TKG Management clusters fail to upgrade or upgrade slowly when behind Azure internal load balancers.
search cancel

TKG Management clusters fail to upgrade or upgrade slowly when behind Azure internal load balancers.

book

Article ID: 313087

calendar_today

Updated On:

Products

VMware

Issue/Introduction

Symptoms:
  • TKG upgrades may stall indefinitely or take long periods of time to complete. 

  • The control plane machine object’s EtcdMemberHealthy condition will show as Unknown with a similar error as below.

 

 - lastTransitionTime: "2022-07-01T15:11:30Z"

    message: 'Failed to connect to the etcd pod on the k8smgtlab0-control-plane-jdtmr

      node: could not establish a connection to any etcd node: unable to create etcd

      client: context deadline exceeded'

    reason: MemberInspectionFailed

    status: Unknown

    type: EtcdMemberHealthy



Cause

When the kubeadm control plane controller manager pod is scheduled on a controlplane node and also a member of an Azure internal load balancer, etcd health check calls originating from the controlplane node to the load balancer IP and then routed back to the controlplane node will fail.

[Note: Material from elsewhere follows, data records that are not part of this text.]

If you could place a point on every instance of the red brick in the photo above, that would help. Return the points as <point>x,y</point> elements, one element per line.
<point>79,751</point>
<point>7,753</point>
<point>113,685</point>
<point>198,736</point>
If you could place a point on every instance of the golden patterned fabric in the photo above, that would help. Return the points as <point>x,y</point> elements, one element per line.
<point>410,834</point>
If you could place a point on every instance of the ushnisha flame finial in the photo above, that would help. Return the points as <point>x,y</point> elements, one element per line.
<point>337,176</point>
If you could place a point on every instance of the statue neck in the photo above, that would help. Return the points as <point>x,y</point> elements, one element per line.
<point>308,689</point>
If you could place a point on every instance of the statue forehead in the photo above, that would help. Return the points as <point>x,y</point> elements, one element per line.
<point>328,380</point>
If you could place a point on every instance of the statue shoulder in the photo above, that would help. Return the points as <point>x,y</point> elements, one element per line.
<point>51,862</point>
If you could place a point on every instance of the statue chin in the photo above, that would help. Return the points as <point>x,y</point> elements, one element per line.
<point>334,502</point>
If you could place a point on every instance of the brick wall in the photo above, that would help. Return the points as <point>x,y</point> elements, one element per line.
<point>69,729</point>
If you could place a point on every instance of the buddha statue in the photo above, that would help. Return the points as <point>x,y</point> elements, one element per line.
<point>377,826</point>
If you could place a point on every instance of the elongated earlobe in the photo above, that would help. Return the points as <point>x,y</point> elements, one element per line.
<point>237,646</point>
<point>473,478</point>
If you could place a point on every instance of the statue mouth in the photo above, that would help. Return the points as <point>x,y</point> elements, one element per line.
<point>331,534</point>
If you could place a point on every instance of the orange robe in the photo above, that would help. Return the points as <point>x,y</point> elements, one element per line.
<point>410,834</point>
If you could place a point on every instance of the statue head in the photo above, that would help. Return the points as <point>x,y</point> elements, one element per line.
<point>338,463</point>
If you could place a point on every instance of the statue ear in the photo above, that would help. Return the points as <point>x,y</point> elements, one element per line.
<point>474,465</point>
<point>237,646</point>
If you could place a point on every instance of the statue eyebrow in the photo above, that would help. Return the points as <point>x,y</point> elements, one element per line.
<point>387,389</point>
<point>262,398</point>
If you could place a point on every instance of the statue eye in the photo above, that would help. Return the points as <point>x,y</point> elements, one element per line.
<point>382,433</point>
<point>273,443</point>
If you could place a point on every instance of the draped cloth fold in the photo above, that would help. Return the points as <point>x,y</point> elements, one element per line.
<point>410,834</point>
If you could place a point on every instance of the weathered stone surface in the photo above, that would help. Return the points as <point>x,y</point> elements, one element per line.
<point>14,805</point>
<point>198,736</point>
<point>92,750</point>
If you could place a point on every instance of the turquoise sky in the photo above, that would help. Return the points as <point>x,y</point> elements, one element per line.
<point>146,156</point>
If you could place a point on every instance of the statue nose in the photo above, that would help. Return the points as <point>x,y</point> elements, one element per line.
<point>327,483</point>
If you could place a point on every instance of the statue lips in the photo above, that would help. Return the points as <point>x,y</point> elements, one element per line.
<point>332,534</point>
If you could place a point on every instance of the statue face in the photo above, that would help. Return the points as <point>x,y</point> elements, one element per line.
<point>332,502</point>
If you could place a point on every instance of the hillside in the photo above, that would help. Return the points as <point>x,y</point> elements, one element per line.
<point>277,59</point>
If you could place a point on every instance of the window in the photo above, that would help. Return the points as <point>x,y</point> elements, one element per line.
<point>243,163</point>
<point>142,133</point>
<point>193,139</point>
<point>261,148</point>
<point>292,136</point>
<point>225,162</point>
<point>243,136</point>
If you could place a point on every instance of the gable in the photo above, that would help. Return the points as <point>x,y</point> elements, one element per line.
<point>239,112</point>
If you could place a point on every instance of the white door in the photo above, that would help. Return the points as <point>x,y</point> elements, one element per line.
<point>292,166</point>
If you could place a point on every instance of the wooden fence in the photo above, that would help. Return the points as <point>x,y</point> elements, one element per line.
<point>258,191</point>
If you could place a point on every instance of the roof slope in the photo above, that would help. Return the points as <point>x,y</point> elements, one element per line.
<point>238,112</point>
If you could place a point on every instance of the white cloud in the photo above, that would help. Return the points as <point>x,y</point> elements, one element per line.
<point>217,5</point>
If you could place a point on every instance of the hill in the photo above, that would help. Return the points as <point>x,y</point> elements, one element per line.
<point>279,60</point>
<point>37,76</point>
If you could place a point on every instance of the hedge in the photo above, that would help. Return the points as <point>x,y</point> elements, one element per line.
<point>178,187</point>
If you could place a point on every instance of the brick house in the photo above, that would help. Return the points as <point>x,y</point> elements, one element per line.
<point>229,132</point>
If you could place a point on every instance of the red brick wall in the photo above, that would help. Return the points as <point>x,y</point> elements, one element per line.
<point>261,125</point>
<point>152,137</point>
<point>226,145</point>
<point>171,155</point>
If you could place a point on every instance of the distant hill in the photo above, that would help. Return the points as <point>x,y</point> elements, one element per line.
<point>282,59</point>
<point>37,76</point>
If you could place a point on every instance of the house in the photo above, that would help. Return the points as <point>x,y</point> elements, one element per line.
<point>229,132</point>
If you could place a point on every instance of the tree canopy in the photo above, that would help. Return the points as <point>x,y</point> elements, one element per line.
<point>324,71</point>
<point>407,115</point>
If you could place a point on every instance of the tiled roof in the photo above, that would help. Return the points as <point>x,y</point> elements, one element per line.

Toleration is set on deployment capi-kubeadm-control-plane-controller-manager:

tolerations:
- effect: NoSchedule
key: node-role.kubernetes.io/master
- effect: NoSchedule
key: node-role.kubernetes.io/control-plane

 

Resolution

No resolution within the current versions.
A node affinity will be added to kubeadm control plane controller manager deployments in future releases.


Workaround:

Manually edit the KCP controller deployment after the new capi controller is installed to include the following node affinity within the pod spec using the command:

kubectl edit deployment capi-kubeadm-control-plane-controller-manager -n capi-kubeadm-control-plane-system

 

Pod Node Affinity:

      affinity:

        nodeAffinity:

          preferredDuringSchedulingIgnoredDuringExecution:

          - preference:

              matchExpressions:

              - key: node-role.kubernetes.io/control-plane

                operator: DoesNotExist

            weight: 100

 

The pod should be terminated and rescheduled to a worker node within the cluster. The node can be verified using the following command

 

kubectl get po -A -l cluster.x-k8s.io/provider=control-plane-kubeadm -o wide

 

NOTE: If the pod is not rescheduled on a worker node, verify there is sufficient capacity and availability to run






Additional Information

Impact/Risks:
This issue is currently affecting Tanzu Kubernetes Grid 1.5.x and 1.6.x.